MISCONDUCT, Best Evidence rule, Videotape
CITE AS: Bondy v Perry Drug Stores, Wayne Circuit Court, No. 83-334738AE (April 11, 1985).
Appeal pending: No
Claimant: Joseph Bondy
Employer: Perry Drug Stores
Docket No. B83-11183-91633W
CIRCUIT COURT HOLDING: The Best Evidence rule is applicable in Unemployment Agency referee hearings under some circumstances and in this case requires the introduction of the videotape rather than testimony as to what the videotape allegedly portrays.
FACTS: The employer installed a videotaping system. The employer's witness testified he viewed a tape of the claimant which showed five customers left the premises with the claimant's knowledge without paying for their merchandise.

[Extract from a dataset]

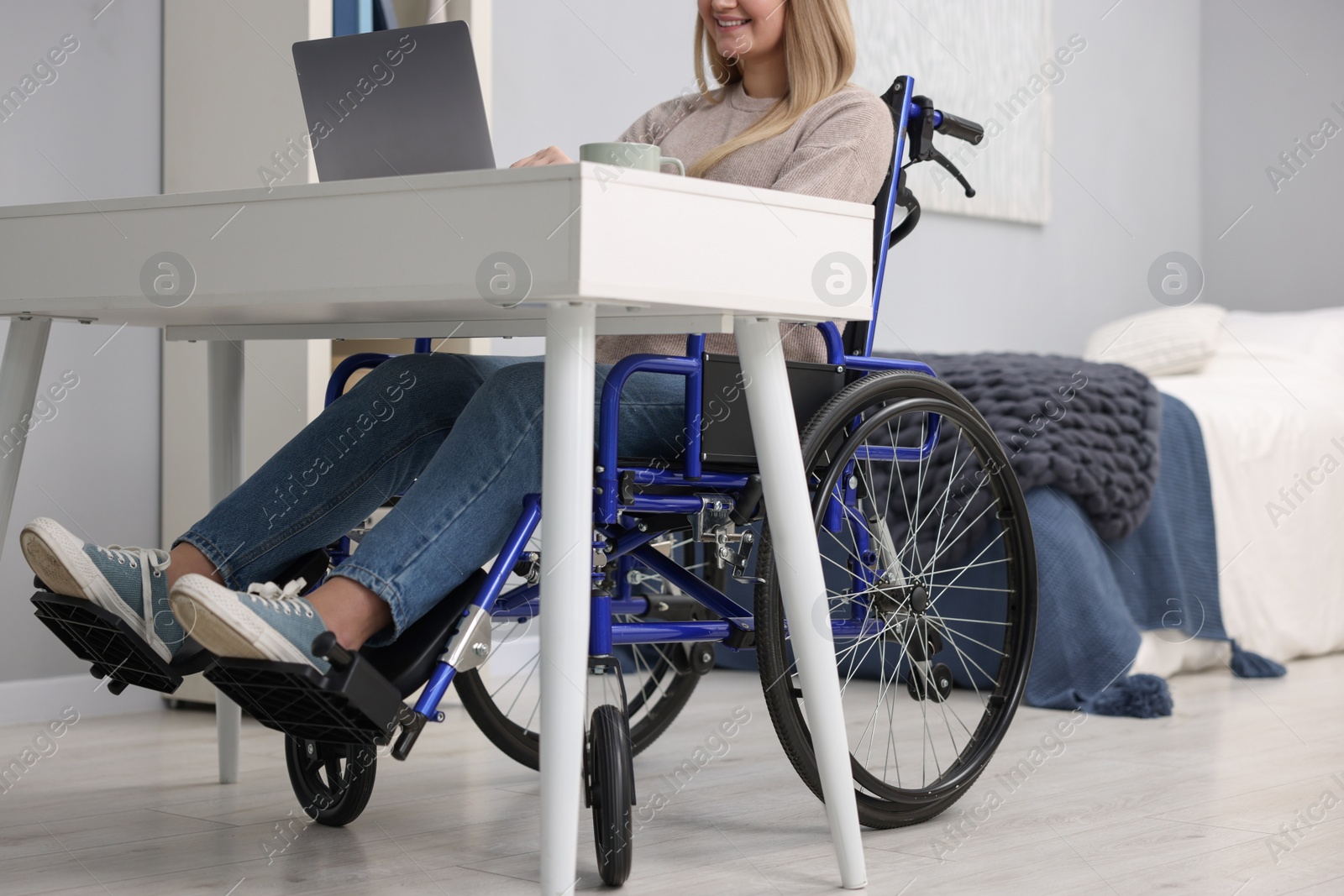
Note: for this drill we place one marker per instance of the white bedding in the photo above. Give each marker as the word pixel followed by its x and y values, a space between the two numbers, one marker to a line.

The witness also alleged the claimant, after viewing the tape, admitted he allowed the customers to leave the store without paying for their merchandise in order that they might "try it out." There was no documentation about missing inventory.
The claimant denied the events occurred as the employer alleged. He also denied he made any admission in conjunction with the viewing of the videotape.
DECISION: The matter was remanded to the Referee to supplement the record by admission of the videotape.
RATIONALE: Although the rules of evidence are not to be rigidly imposed upon administrative tribunals, the Board's decision needs to be supported by clear, competent and substantial evidence. In this case the court observed: 1) The videotape itself was the best evidence of its contents. 2) Its non-production was not explained. 3) The admission of that testimony was not inconsequential or harmless. Accordingly, the matter must be remanded.